KARACHI: As millions remain indoors due to varying lockdowns across Pakistan, the internet usage in the country has increased by 15 per cent in a week.
In a press release issued on Thursday, the Pakistan Telecommunication Authority (PTA) said the increase was observed due to a spike in online activities by educational institutions and businesses, as well as a ‘work-from-home policy’ adopted by individuals and organisations.
At present, Pakistan’s installed bandwidth capacity is almost three terabits per second and loading capacity is at 2Tbps.
The PTA said there was “sufficient internet capacity” available in the country to meet the growing demands of the future.
In order to match the increased demand, media streaming platform Netflix has removed the highest bandwidth streams in Pakistan. The decision has been taken to reduce traffic so that more users can avail of the service.
In a statement issued on Thursday, Ken Florance, the VP Content Delivery at Netflix, said: “Given the crisis, we’ve developed a way to reduce Netflix’s traffic on telecommunications networks by 25 per cent while also maintaining the quality of our service. So consumers should continue to get the quality that comes with their plan — whether it’s Ultra-High, High or Standard Definition. We believe that this will provide significant relief to congested networks and will be deploying it in Pakistan for the next 30 days.”
Internet a lifeline
As the coronavirus outbreak has forced closure of schools and most of offices and people to practice ‘social distancing’, internet is providing a lifeline. From schooling to fitness training, to telemedicine and newsgathering, internet has become a public square to access critical information and for all social interaction.

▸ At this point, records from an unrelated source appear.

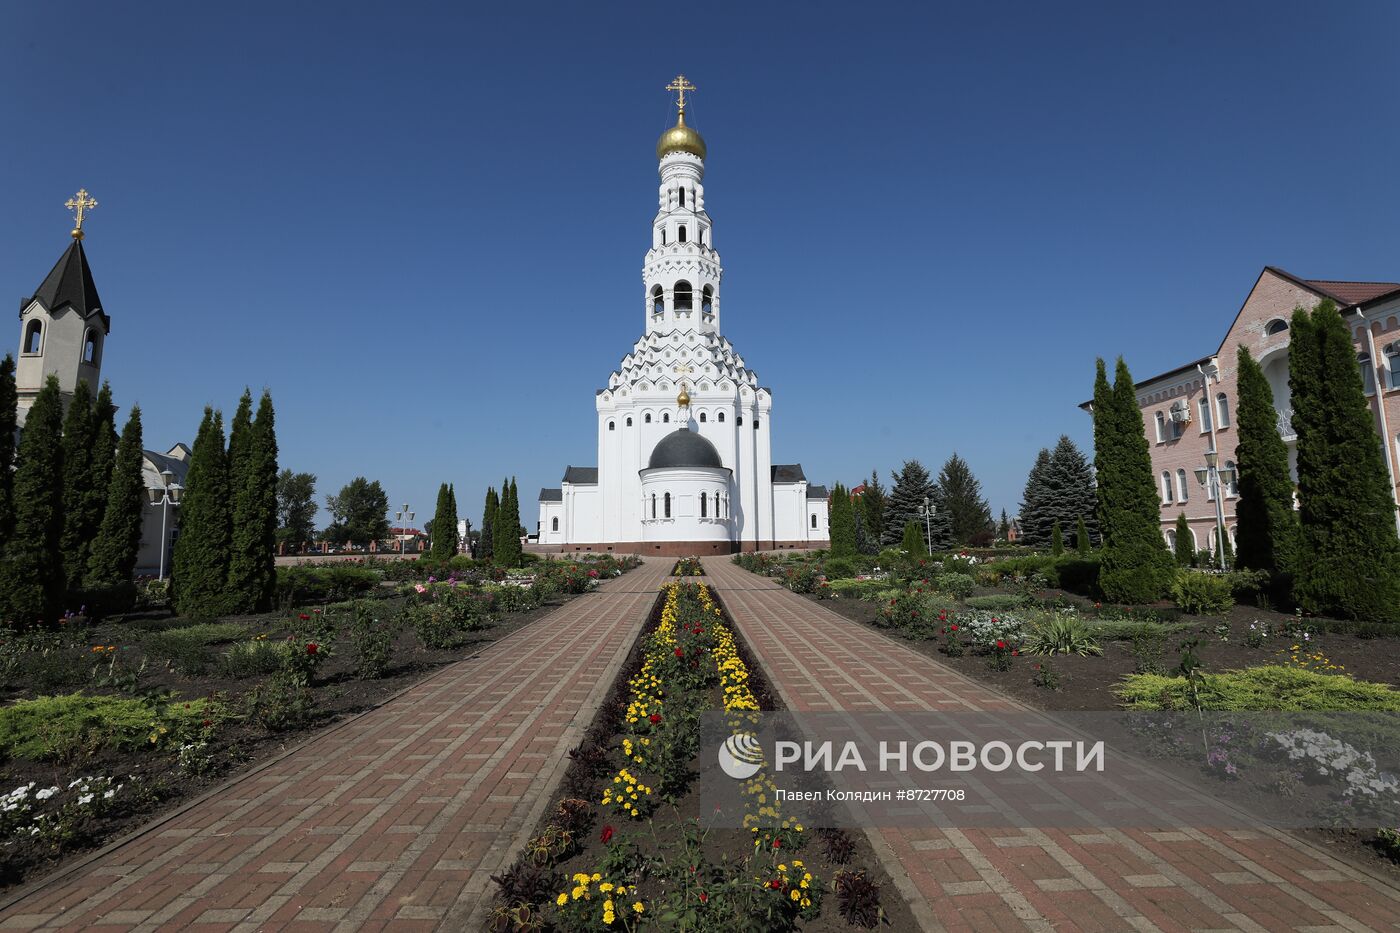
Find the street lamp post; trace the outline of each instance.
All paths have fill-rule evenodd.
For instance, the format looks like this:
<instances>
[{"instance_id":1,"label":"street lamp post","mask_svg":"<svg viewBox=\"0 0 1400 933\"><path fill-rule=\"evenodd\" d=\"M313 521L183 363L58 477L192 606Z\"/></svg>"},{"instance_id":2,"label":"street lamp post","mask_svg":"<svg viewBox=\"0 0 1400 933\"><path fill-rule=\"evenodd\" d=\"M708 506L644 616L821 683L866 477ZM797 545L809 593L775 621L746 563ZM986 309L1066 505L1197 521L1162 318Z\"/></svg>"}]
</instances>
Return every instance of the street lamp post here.
<instances>
[{"instance_id":1,"label":"street lamp post","mask_svg":"<svg viewBox=\"0 0 1400 933\"><path fill-rule=\"evenodd\" d=\"M924 546L928 548L928 556L933 556L933 513L937 511L928 496L924 496L924 504L919 506L919 517L924 520Z\"/></svg>"},{"instance_id":2,"label":"street lamp post","mask_svg":"<svg viewBox=\"0 0 1400 933\"><path fill-rule=\"evenodd\" d=\"M170 533L166 530L170 523L171 506L179 506L180 496L184 493L185 487L174 482L175 474L166 469L160 471L159 488L146 487L146 496L151 500L151 505L160 506L160 578L165 579L165 552L170 547Z\"/></svg>"},{"instance_id":3,"label":"street lamp post","mask_svg":"<svg viewBox=\"0 0 1400 933\"><path fill-rule=\"evenodd\" d=\"M407 502L394 514L394 521L399 523L399 556L403 557L408 547L408 526L413 524L413 513L408 510Z\"/></svg>"},{"instance_id":4,"label":"street lamp post","mask_svg":"<svg viewBox=\"0 0 1400 933\"><path fill-rule=\"evenodd\" d=\"M1196 482L1206 487L1215 500L1215 560L1220 569L1225 569L1225 487L1235 481L1233 467L1221 468L1220 455L1213 450L1206 451L1206 465L1196 467Z\"/></svg>"}]
</instances>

In a first for the country’s political history, cabinet meetings and government engagements are being conducted online via video links.

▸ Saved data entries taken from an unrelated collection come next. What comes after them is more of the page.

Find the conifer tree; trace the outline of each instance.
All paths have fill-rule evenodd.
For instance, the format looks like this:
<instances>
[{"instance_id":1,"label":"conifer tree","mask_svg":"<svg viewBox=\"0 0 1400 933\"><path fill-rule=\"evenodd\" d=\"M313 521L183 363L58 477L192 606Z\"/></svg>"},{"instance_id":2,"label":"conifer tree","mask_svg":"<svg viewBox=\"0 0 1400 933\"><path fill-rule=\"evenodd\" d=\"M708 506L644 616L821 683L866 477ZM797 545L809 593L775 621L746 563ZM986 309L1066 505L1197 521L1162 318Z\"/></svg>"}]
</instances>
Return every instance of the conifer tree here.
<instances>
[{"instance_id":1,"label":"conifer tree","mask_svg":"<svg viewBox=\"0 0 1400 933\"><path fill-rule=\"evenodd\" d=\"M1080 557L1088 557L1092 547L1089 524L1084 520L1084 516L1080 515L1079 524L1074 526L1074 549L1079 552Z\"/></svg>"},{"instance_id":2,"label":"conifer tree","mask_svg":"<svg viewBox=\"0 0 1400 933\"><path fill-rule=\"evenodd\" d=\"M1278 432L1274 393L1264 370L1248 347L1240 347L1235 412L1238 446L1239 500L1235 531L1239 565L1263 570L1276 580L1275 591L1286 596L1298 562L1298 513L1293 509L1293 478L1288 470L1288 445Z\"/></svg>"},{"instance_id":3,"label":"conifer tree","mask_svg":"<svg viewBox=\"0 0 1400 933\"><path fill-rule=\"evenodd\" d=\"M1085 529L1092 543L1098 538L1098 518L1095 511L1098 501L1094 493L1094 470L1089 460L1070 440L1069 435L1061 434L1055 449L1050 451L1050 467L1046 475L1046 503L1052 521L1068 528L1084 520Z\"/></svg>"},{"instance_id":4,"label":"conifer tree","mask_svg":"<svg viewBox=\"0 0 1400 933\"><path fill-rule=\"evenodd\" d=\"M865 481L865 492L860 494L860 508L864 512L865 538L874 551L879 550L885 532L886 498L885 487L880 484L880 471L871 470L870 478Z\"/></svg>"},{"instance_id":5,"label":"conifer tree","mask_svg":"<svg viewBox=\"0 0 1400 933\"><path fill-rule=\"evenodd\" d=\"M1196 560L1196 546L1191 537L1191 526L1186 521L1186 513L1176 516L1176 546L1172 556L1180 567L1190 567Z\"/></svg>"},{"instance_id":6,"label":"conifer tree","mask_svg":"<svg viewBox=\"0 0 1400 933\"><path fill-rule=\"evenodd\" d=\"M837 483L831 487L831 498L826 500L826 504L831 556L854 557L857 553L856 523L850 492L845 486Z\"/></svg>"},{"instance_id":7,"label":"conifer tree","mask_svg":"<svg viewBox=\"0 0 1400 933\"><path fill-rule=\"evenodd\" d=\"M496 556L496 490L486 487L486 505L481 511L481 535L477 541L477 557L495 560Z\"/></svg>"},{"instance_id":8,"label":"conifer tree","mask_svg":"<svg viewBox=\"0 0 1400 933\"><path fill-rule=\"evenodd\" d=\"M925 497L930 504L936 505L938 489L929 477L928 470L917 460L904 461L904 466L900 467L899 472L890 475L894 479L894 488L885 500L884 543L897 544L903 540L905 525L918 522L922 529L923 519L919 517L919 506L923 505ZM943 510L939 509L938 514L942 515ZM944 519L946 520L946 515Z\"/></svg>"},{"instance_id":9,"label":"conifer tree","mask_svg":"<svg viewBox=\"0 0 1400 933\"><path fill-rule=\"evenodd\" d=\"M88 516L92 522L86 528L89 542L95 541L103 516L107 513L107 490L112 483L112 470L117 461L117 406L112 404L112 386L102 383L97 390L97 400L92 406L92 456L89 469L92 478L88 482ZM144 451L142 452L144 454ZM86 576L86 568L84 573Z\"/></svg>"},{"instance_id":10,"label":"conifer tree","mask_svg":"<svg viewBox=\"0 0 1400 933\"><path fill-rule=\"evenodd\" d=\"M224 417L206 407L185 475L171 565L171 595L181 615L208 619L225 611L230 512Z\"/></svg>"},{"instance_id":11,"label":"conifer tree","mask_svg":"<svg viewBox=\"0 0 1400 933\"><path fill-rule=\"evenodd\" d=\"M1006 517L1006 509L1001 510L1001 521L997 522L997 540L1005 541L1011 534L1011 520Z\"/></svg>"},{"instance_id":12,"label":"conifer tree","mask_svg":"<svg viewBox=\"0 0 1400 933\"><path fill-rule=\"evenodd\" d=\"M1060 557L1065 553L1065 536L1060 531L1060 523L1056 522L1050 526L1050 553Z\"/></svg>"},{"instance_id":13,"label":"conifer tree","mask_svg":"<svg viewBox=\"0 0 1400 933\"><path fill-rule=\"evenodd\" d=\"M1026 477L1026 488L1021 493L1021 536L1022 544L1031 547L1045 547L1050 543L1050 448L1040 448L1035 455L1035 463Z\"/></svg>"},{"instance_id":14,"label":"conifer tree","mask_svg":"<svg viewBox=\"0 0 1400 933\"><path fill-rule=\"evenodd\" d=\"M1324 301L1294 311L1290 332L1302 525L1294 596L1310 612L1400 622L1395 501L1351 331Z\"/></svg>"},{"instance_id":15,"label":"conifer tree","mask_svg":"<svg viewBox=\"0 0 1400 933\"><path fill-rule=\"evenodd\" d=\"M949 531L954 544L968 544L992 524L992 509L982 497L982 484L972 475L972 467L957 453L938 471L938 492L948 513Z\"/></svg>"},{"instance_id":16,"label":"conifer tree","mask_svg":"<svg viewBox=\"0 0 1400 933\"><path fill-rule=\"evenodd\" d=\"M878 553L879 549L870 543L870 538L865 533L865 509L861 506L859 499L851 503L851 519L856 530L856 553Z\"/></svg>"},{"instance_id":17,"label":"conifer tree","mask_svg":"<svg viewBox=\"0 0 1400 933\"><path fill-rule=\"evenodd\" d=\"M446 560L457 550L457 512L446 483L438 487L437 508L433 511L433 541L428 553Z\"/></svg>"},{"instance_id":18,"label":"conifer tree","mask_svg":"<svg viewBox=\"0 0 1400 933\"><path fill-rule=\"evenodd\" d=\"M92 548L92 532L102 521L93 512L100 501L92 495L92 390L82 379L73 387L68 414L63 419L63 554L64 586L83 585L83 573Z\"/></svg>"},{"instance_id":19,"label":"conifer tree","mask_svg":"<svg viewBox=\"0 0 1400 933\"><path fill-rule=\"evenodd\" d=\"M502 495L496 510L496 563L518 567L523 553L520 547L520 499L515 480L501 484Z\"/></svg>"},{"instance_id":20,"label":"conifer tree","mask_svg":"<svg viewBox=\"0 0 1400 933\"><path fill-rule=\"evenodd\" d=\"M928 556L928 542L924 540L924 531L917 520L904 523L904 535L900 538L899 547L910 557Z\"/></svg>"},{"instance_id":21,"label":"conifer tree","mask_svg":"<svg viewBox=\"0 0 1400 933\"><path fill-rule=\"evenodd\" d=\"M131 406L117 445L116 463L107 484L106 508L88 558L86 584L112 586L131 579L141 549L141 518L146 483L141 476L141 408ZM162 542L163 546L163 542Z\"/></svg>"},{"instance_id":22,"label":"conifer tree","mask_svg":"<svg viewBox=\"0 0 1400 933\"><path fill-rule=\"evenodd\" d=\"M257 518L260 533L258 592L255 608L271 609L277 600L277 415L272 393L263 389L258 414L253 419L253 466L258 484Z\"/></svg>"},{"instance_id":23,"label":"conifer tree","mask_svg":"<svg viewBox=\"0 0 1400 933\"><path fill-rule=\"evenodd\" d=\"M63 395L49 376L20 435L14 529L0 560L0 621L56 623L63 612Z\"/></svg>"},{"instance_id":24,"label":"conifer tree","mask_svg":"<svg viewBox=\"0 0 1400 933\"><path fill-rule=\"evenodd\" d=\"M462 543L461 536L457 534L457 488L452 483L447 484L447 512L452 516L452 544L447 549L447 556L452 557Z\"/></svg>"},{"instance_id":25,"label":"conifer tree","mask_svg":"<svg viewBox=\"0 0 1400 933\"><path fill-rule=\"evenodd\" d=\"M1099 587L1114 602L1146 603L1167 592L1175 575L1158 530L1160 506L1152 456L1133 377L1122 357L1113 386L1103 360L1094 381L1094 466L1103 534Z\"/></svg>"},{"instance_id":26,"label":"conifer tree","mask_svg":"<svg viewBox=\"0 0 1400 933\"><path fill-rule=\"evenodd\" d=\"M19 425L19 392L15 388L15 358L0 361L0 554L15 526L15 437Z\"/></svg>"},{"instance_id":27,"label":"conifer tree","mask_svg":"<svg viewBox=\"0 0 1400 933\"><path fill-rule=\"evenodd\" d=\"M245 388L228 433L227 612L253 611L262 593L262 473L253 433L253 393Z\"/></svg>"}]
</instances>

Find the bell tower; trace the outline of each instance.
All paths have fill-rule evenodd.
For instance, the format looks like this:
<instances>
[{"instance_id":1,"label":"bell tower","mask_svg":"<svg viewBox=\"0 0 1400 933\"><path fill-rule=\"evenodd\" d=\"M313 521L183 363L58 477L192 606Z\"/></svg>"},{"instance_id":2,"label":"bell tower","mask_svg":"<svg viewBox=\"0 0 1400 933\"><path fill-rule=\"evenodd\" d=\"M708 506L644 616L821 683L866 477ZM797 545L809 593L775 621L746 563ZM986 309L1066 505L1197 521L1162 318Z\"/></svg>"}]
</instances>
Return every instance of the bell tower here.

To devise a strategy to contain Covid-19, the opposition parties recently held a conference call — comprising over 13 leaders, including Pakistan Peoples Party chairman Bilawal Bhutto-Zardari and Pakistan Muslim League-Nawaz president Shahbaz Sharif — on a video-conferencing platform, Zoom.
The Ministry of National Health Services (NHS) has also acquired a video conference system worth $300,000 from Huawei Pakistan, which can be used for epidemic prevention and control command, remote consultation and remote monitoring.
Besides politics, financial institutions are turning to internet for mobile banking as a public-health tool.
The State Bank of Pakistan (SBP) has waived all charges on fund transfers through online banking channels to avoid the use of cash, which the World Health Organisation (WHO) flagged as a conduit for the spread of coronavirus. The central bank also advised the financial sector to immediately facilitate education fee and loan repayments through internet banking or mobile devices.
While the role of technology is critical in surviving the outbreak, it also serves an urgent reminder for the country to close its digital divide.
Just over a third of Pakistan’s population or around 76 million people are online in 2020. Of the total internet users, only 37m are active social media users. In terms of internet inclusivity, Pakistan has been ranked 76th out of 100 countries by the Economist Intelligence Unit (EIU), falling into the last quartile of the global index in 2020.
The EIU said the country has the largest gender gaps in the index, in both mobile and internet access. Other major impediments to internet inclusion include low levels of digital literacy and relatively poor network quality.
In terms of digital payments as well, there is digital divide as around 20pc Pakistanis have accounts with financial institutions – less than 7pc being women. Only 1pc of these citizens have credit cards.
There are some government initiatives to reach all of the country’s 165m cellular subscribers. A Covid-19 awareness message has been activated as the call ringtone across for all telecom providers.
However, to reach a maximum number of people at risk in both rural and urban centres, the efforts need to be expanded.
Some mobile operators in Africa are offering zero-rated access to essential websites, and in South Africa, the official Covid-19 website was made free of charge, with no data or airtime required.
Other incentives such as reducing the cost of internet packages and installation, lifting data caps and increasing public Wi-Fi hotspots can make internet access available for all in a time when digital is survival.